Ok. Thanks for the explanation.

> This "4 extents per transaction" reservation makes even less sense
> now that extents are freed by defer ops, not by the transaction that
> unmaps them. We've completely decoupled extent freeing from the
> higher level code that unmaps them, and so now the freeing
> transactions are independent of the high level code that runs the
> freeing operations.
>
> IOWs, having a reservation big enough to free a single extent is all
> we should need now as we can break the extent freeing up into
> individual transactions and still have them complete atomically even
> after a crash. That's where I'm trying to get to here, but it's
> clear that I need to refine the code a bit further such that we only
> allow individual EFIs to queue up and free multiple extents within
> an AG to be freed in the same transaction....
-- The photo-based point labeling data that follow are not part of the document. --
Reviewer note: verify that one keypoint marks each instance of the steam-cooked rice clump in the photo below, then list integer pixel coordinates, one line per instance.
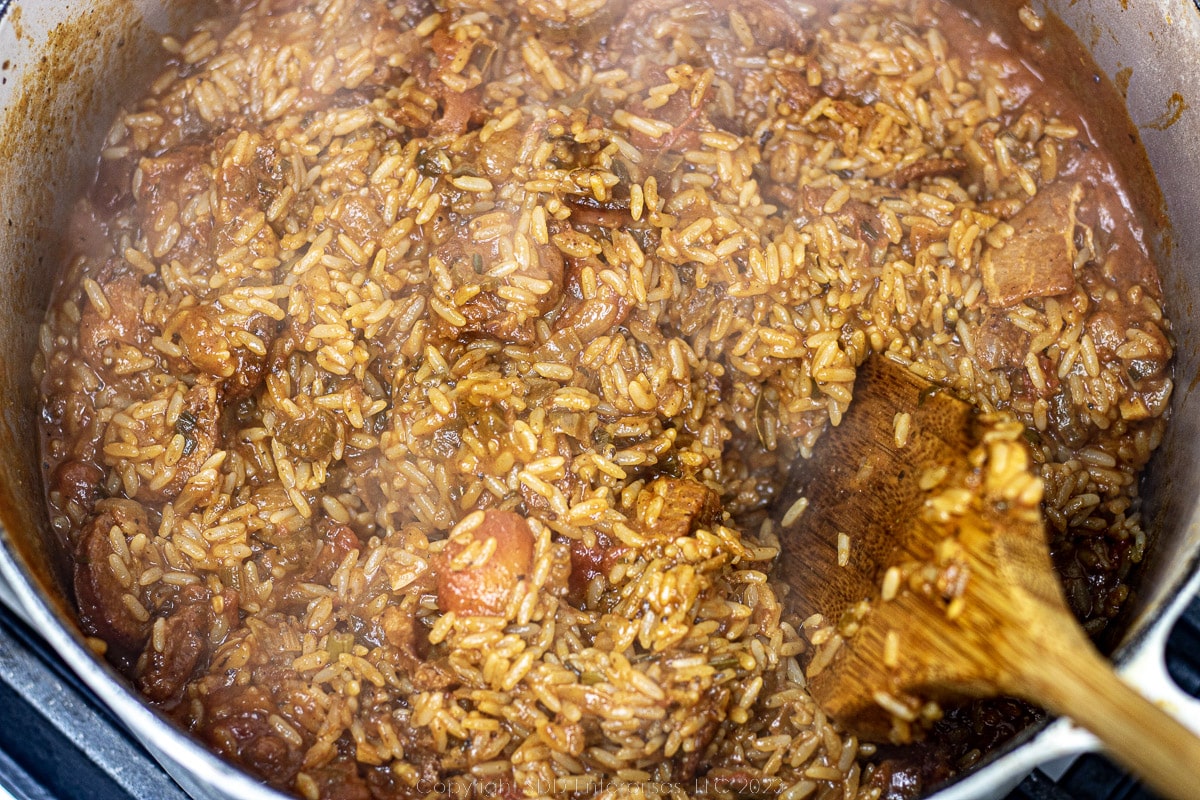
(420, 383)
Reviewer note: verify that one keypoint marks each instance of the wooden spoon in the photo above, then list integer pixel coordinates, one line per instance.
(930, 560)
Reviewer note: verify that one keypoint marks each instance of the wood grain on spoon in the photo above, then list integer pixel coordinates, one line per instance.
(948, 590)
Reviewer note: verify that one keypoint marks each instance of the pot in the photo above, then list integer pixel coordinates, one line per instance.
(63, 68)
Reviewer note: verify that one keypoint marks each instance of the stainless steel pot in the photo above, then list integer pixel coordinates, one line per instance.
(63, 68)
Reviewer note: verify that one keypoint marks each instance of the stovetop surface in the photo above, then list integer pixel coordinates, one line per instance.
(58, 743)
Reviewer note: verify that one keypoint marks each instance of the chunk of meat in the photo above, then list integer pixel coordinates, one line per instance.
(213, 347)
(186, 644)
(486, 313)
(239, 727)
(197, 427)
(485, 589)
(1038, 260)
(411, 644)
(589, 563)
(587, 318)
(798, 95)
(311, 435)
(100, 590)
(687, 505)
(102, 335)
(78, 481)
(919, 170)
(999, 343)
(161, 185)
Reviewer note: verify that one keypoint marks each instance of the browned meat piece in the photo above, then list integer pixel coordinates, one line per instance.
(323, 553)
(927, 168)
(486, 589)
(457, 107)
(244, 188)
(588, 563)
(486, 313)
(612, 214)
(105, 611)
(78, 481)
(589, 318)
(209, 348)
(487, 317)
(687, 506)
(501, 154)
(185, 645)
(198, 427)
(798, 95)
(340, 780)
(999, 343)
(312, 435)
(1038, 260)
(102, 337)
(238, 725)
(160, 186)
(411, 644)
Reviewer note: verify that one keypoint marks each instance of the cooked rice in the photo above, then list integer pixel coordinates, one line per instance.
(367, 271)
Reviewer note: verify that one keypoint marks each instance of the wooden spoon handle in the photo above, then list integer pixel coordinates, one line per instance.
(1079, 684)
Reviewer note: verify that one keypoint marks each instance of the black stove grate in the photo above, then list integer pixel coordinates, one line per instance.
(57, 743)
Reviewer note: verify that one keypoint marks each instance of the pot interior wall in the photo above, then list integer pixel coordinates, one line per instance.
(1146, 49)
(65, 71)
(64, 79)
Ok. That should limit the number of CNTBT/BNOBT blocks being logged by a
transaction which is freeing extents.

>
> FWIW, I suspect that the right thing to do here is make use of the
> xfs_defer_finish_one() mechanism for relogging the remaining intents
> in work list while it is processing that list. All we need is for
> xfs_extent_free_finish_item() to return -EAGAIN instead of running
> the free transaction, and we will log the completed EFDs and the
> remaining EFIs to be run and roll the transaction.
>
> Hence we can control exactly when we roll the extent freeing
> transaction (e.g. when the next extent to free is in a different AG
> to the one we've just been freeing extents in) and as a result we
> can define a fixed transaction reservation for extent freeing that
> works in every situation without having to care about arbitrary
> "how many extents can we unmap without overrun" concerns.
>

That sounds perfect.

> That's the goal here - fixed, small reservation for extent freeing
> that is decoupled from and independent of the number of extents that
> need to be freed atomically by the high level operation...
>
> Hence I think that a minor amount of rework will allow the EFI code
> to log large numbers of extents to be freed whilst still processing
> them within single AG free space tree modification reservation
> bounds...


--
chandan